ECA Watch releases report 'ECAs and Human Rights: Failure to Protect'

GENEVA - December 3, 2014.

International civil society network ECA Watch released a new report today titled Export Credit and Human Rights: Failure to Protect at the UN Forum on Business and Human Rights. The report calls on states to fulfill their duty to protect human rights through the operations of their export credit agencies.                   

ECA Watch and Brazilian network Justiça nos Trilhos shared analysis regarding export credit agencies (ECAs) - public entities that provide multinational companies with financing, insurance and guarantees - on a panel today at the annual UN event.

Failure to Protectuses several case studies to illustrate that ECA-supported investments are often associated with human rights abuse, despite the OECD Recommendation known as the Common Approaches, which provides guidance to ECAs and includes a reference to human rights.

“The massive Carajás iron project in the Brazilian Amazon has harmed local indigenous and Afro-descendant populations, in contravention of local laws,” said Danilo Chammas of Justiça nos Trilhos. “Yet the company that operates the project, Brazilian mining giant Vale S.A., received financing from Export Development Canada, the Canadian export credit agency.”

“The German government provided a guarantee for the Hidrosogamoso dam, which is under construction in Colombia, through its export credit agency, Euler Hermes.
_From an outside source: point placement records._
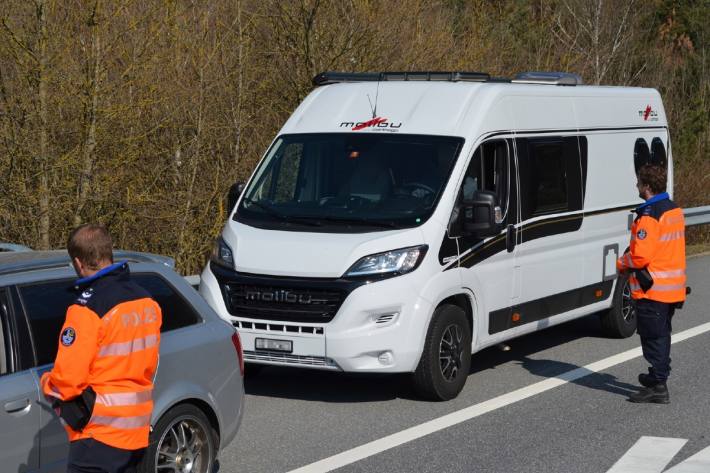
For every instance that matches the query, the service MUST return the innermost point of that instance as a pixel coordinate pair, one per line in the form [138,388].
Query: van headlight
[222,254]
[389,263]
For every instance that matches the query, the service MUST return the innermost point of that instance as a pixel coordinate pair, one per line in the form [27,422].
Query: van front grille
[282,303]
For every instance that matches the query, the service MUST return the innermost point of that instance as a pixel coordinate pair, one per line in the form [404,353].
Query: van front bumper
[378,327]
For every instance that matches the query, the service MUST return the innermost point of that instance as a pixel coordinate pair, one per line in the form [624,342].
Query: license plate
[269,344]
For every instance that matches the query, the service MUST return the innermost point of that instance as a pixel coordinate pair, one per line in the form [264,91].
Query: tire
[166,449]
[252,370]
[620,320]
[446,358]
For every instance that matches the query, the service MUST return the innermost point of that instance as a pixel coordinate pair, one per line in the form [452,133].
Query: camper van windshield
[346,182]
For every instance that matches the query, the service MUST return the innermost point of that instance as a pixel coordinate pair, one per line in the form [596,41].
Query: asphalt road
[294,418]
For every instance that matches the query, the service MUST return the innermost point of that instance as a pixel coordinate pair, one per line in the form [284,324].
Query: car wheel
[446,359]
[252,370]
[183,441]
[620,320]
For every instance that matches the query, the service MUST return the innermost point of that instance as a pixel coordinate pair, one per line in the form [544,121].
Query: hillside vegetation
[141,114]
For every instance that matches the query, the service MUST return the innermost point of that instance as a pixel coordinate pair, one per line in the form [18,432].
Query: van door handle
[18,405]
[510,236]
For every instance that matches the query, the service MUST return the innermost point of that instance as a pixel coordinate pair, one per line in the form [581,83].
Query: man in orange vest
[656,266]
[102,380]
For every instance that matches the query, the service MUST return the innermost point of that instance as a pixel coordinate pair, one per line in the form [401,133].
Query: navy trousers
[92,456]
[654,328]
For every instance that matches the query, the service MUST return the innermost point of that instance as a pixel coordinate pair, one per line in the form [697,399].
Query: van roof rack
[325,78]
[551,78]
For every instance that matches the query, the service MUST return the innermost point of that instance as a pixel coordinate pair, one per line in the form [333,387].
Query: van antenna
[374,107]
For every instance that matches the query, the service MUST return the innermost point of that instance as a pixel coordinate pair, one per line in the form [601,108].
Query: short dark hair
[654,177]
[91,244]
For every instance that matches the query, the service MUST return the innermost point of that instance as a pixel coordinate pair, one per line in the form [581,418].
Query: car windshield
[344,182]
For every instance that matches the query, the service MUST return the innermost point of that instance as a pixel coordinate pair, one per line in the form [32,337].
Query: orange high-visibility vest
[109,341]
[657,244]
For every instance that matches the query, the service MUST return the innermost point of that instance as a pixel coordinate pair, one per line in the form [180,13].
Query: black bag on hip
[77,412]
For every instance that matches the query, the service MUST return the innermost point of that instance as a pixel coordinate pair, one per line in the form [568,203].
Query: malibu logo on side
[377,123]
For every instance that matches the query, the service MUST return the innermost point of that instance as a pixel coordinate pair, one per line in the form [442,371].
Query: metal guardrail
[697,216]
[693,216]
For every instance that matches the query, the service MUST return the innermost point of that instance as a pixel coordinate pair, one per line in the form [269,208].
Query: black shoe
[657,394]
[647,381]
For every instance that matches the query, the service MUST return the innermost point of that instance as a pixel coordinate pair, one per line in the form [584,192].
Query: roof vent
[551,78]
[325,78]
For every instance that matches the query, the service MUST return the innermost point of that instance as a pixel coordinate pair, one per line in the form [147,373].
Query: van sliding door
[552,174]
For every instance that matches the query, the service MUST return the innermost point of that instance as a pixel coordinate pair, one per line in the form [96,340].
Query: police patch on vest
[68,336]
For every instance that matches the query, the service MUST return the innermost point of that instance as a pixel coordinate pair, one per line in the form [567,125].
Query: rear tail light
[240,354]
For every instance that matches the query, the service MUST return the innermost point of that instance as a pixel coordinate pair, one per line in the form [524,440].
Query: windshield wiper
[275,213]
[360,221]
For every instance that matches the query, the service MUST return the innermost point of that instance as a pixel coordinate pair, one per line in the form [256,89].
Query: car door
[19,396]
[45,305]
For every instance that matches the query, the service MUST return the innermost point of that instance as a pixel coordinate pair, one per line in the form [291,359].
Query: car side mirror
[482,214]
[235,191]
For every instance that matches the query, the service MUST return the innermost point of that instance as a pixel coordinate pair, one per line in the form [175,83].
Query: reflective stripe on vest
[670,236]
[668,274]
[627,260]
[667,287]
[124,399]
[126,348]
[122,422]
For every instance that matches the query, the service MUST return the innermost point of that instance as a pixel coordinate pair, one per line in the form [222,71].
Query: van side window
[287,176]
[46,306]
[177,312]
[658,153]
[489,171]
[552,174]
[642,155]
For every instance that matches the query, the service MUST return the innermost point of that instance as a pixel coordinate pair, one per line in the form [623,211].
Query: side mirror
[235,191]
[482,215]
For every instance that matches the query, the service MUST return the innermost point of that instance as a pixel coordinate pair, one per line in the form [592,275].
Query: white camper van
[401,221]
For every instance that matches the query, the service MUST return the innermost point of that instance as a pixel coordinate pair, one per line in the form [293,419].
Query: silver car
[199,390]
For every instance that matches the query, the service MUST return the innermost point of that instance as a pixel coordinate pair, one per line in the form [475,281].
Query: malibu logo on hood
[377,124]
[649,114]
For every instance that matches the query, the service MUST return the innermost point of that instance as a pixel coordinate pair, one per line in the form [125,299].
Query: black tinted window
[658,153]
[548,177]
[552,173]
[177,312]
[642,155]
[489,171]
[46,305]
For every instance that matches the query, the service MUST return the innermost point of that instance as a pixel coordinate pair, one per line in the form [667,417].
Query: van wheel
[183,440]
[620,320]
[446,359]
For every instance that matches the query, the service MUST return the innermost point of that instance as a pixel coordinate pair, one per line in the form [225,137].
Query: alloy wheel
[184,447]
[450,351]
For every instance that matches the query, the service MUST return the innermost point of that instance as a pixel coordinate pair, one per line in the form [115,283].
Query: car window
[46,306]
[177,312]
[4,341]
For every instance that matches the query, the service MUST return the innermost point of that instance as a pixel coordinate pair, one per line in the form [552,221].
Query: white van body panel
[611,119]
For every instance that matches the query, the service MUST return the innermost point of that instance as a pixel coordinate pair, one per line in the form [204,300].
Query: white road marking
[698,463]
[413,433]
[652,454]
[648,455]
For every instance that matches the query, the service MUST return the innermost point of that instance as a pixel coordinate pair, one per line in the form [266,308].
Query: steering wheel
[418,189]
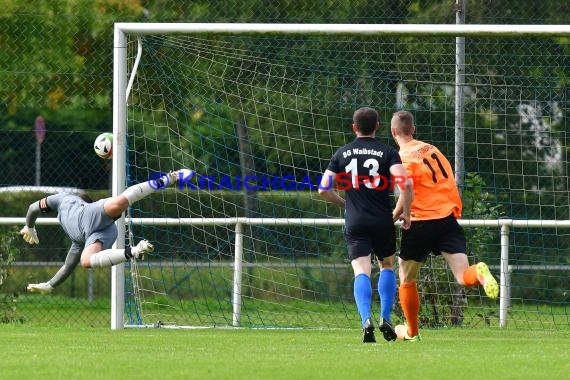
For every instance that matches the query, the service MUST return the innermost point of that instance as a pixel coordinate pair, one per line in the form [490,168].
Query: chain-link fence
[56,62]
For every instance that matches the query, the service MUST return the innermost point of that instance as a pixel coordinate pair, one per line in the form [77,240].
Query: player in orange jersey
[436,206]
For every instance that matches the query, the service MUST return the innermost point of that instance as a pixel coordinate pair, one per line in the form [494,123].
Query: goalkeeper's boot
[142,248]
[387,330]
[487,280]
[180,175]
[42,288]
[368,332]
[402,333]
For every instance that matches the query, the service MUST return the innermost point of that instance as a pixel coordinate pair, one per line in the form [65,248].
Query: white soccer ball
[104,145]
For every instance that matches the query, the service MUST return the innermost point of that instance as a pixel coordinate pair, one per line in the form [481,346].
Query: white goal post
[125,73]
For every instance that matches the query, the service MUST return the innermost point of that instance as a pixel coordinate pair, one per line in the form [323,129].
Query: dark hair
[366,118]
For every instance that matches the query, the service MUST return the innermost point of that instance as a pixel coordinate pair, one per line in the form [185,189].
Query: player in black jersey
[368,171]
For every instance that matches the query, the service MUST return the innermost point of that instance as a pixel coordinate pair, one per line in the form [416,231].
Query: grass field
[215,353]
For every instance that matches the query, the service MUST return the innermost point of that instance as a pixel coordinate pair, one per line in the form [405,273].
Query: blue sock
[387,291]
[363,296]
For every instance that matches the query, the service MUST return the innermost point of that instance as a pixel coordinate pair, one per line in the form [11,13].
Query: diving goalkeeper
[91,227]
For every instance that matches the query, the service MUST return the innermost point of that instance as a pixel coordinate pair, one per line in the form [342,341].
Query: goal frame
[121,86]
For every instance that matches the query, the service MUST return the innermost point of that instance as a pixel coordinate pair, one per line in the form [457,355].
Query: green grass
[99,353]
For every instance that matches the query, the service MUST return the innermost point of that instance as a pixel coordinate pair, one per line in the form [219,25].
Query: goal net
[258,110]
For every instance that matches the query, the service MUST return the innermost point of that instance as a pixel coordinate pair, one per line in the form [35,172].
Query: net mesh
[258,118]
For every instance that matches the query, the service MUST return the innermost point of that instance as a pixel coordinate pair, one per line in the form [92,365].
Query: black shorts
[364,240]
[432,236]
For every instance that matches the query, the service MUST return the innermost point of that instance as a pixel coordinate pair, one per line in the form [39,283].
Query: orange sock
[470,276]
[410,301]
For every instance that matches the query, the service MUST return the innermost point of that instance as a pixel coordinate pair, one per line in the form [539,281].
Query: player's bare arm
[327,191]
[402,210]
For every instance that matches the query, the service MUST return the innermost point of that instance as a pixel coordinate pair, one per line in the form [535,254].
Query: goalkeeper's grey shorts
[97,225]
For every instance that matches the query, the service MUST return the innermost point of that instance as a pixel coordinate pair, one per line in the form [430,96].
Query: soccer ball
[104,145]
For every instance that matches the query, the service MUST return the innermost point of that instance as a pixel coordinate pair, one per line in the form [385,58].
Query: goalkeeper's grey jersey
[83,222]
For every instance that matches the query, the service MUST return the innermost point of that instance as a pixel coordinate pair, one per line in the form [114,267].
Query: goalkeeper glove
[42,288]
[30,235]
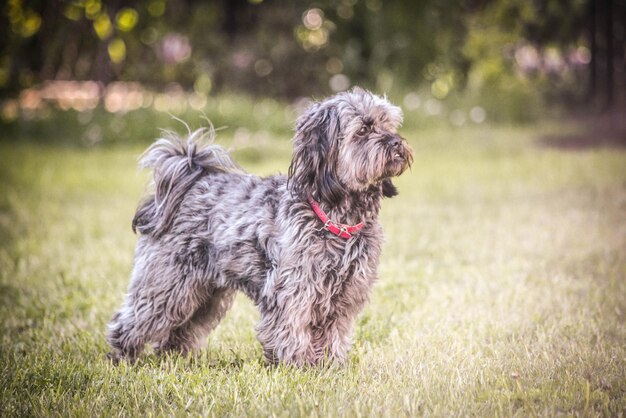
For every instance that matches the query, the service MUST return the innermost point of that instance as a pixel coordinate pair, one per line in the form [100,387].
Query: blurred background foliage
[458,61]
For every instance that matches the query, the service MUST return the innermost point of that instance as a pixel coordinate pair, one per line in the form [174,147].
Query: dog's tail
[177,163]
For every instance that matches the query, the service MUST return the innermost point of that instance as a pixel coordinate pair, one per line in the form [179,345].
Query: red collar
[341,230]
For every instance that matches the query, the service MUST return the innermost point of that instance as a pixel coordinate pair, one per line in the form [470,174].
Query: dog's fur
[209,229]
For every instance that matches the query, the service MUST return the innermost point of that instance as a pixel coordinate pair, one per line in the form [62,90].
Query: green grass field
[502,290]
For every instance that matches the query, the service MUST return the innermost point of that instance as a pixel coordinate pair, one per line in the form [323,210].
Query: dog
[303,247]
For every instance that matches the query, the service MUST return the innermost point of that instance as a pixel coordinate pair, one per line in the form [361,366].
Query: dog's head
[348,143]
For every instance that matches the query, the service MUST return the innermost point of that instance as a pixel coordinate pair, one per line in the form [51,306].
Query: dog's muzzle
[399,151]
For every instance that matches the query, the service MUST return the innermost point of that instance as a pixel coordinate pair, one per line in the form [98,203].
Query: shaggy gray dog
[209,229]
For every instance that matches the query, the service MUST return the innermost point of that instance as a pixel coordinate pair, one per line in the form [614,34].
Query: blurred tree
[293,48]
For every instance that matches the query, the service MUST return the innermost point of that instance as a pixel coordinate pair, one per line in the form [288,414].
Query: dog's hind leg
[164,294]
[193,333]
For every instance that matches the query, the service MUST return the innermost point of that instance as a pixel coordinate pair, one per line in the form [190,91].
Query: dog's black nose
[395,141]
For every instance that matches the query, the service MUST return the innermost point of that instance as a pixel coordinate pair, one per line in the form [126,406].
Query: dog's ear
[315,152]
[389,190]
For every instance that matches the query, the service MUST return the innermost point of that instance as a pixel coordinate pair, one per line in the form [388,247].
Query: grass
[502,290]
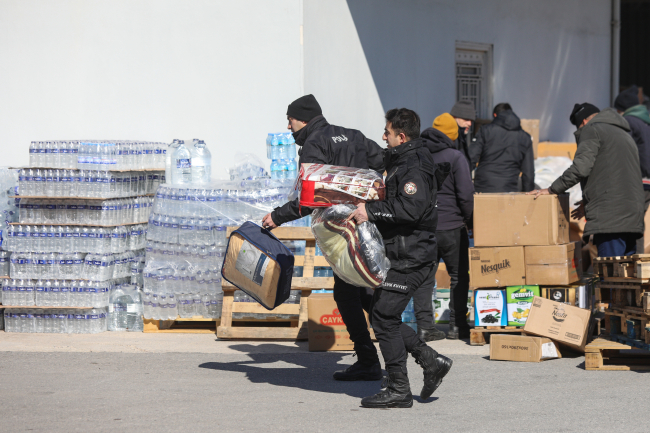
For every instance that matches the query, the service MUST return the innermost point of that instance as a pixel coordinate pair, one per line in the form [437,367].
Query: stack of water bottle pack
[41,182]
[63,255]
[99,212]
[8,213]
[281,150]
[119,311]
[97,154]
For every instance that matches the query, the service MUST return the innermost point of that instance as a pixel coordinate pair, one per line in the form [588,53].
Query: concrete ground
[194,382]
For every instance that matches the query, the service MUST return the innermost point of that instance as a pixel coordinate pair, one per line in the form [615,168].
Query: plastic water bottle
[201,163]
[182,165]
[169,152]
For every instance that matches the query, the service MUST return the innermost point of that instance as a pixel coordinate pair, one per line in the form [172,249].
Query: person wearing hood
[322,143]
[464,115]
[628,105]
[455,208]
[607,167]
[503,150]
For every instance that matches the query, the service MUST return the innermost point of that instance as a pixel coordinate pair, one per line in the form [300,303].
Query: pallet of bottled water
[75,265]
[82,239]
[98,154]
[38,182]
[86,212]
[56,321]
[182,281]
[239,296]
[232,201]
[58,293]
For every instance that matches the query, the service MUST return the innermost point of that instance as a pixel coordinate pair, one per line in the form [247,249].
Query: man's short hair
[404,120]
[503,106]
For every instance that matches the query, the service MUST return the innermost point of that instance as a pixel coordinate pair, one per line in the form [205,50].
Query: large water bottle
[201,163]
[125,309]
[181,165]
[169,152]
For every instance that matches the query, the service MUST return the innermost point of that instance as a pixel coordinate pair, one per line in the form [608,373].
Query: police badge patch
[410,188]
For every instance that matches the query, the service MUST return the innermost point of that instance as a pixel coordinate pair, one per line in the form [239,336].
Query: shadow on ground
[312,373]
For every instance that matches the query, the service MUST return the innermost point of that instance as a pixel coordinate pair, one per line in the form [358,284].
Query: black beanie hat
[627,98]
[581,112]
[304,108]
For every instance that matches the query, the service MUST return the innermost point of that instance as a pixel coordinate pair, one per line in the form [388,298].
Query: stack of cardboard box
[522,251]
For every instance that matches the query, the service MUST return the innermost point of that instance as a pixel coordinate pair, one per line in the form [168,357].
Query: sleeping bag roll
[257,263]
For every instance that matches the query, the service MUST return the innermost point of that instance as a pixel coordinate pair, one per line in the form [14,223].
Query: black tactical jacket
[322,143]
[407,218]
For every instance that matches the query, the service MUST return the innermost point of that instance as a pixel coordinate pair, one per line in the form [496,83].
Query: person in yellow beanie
[446,124]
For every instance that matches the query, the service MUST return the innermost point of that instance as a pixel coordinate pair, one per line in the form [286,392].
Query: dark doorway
[635,38]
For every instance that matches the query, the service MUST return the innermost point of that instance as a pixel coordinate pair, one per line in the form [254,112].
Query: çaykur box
[259,264]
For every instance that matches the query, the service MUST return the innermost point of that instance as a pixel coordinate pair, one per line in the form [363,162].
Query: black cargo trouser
[423,301]
[640,243]
[453,247]
[351,302]
[396,338]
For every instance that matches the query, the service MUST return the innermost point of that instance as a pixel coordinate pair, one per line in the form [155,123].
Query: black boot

The project has devastated the local economy. Since 2009, six community leaders who oppose the project have been killed or disappeared,” said Heike Drillisch from CounterCurrent.

The ECA Watch publication also includes case studies on the Sasan power project in India, which received financing from the US Export-Import Bank; the Suape seaport in Brazil, which was insured by the Dutch ECA, Atradius; and ECA support for investments in Belarus.

Failure to Protect shows that states must do more to prevent complicity in human rights abuse,” said Karyn Keenan from the Halifax Initiative. “ECAs must be required to undertake effective and transparent human rights due diligence.”